Die vraag is pertinent. Want het afgelopen decennium is sterk ingezet op bestuurlijke schaalvergroting. Verschillende schoolbesturen zijn vandaag zo groot dat ze zelf hun begeleiding organiseren, scholen ondersteunen, materiaal aankopen. Ze zijn bijna niet meer afhankelijk van de koepel. Het gaat dan niet alleen over de congregaties, zoals de jezuïeten, de Salesianen van Don Bosco of de Broeders van Liefde, maar zeker ook over grote regionale besturen, zoals in Antwerpen of Brussel.

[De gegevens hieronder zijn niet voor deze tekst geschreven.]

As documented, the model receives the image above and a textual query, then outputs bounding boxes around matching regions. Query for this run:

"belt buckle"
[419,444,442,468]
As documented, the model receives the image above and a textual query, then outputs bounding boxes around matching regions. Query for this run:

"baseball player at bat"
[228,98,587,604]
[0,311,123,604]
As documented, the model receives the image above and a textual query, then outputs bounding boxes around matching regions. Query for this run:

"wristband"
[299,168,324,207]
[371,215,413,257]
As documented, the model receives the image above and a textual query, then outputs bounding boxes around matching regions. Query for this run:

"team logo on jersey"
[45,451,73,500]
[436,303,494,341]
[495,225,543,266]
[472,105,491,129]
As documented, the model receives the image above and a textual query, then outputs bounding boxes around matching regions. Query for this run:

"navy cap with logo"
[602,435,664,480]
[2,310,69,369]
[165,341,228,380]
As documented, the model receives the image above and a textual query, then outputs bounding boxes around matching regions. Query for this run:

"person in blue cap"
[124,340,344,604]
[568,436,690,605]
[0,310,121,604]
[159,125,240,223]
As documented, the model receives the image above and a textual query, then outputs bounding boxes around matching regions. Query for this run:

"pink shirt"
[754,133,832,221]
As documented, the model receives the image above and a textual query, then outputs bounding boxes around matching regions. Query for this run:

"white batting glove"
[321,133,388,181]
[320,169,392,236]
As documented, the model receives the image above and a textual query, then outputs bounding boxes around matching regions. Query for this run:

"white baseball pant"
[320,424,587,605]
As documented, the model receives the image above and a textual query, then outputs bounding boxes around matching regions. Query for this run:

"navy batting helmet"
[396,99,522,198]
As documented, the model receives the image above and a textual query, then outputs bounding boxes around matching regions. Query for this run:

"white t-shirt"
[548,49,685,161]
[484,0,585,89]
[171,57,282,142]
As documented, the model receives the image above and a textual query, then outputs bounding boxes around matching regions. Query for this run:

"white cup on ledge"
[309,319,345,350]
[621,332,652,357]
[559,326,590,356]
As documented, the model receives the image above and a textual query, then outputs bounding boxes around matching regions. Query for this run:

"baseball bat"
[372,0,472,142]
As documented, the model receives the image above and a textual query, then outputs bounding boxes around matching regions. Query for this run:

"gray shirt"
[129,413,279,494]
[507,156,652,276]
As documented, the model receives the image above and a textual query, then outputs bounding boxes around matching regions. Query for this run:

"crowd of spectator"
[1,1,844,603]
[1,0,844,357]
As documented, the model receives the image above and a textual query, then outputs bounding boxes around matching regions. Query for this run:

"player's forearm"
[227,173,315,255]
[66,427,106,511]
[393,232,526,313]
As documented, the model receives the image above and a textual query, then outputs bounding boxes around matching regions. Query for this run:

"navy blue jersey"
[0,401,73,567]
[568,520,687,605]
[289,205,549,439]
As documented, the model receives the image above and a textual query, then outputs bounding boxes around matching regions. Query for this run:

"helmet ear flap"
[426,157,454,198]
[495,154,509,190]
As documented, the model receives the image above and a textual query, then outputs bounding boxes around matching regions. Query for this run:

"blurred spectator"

Binnen het katholieke onderwijsnet – geen tanker, maar een enorme vloot – wordt luidop de vraag gesteld wat voor organisatie Katholiek Onderwijs Vlaanderen eigenlijk moet zijn. Is het een werkgeversorganisatie of een onderwijskoepel? Boeve heeft de organisatie al grondig hervormd, maar veel schoolbesturen snakken naar een verdere modernisering. Het katholiek onderwijs heeft er alle baat bij samen te blijven. Maar behalve de grote financiële uitdaging waar Katholiek Onderwijs Vlaanderen voor staat, staat ook het solidariteitsprincipe onder druk. Terwijl de grote schoolbesturen snakken naar meer inspraak, zijn veel kleine scholen figuurlijk op sterven na dood. Zij hebben net nood aan extra ondersteuning op financieel en pedagogisch vlak.
Godvergeten
Een even cruciale vraag is hoe sterk de positie van het instituut kerk in Katholiek Onderwijs Vlaanderen moet blijven. Het onderwijs is de laatste publieke plek waar de kerk probeert haar positie in de samenleving te handhaven. Hoewel Lieven Boeve geen enkele vraag kreeg over Godvergeten, hangt de schaduw van dat tv-programma over seksueel misbruik in de kerk ook over het katholiek onderwijs. Velen vragen zich af hoelang de kerk nog boven haar gewicht zal blijven boksen.
Dat de kerk een rol te spelen heeft binnen het katholiek onderwijs, is geen twistpunt. Maar de manier waarop ze invloed uitoefent leidt wel tot, vaak opgekropte, frustratie. Zo is Antwerps bisschop Johan Bonny voorzitter van de raad van bestuur. Dat vinden velen ongepast. Ook dat de vicarissen, de vertegenwoordigers van de bisdommen, heel wat zitjes hebben in het bestuursorgaan, is volgens sommigen een anachronisme.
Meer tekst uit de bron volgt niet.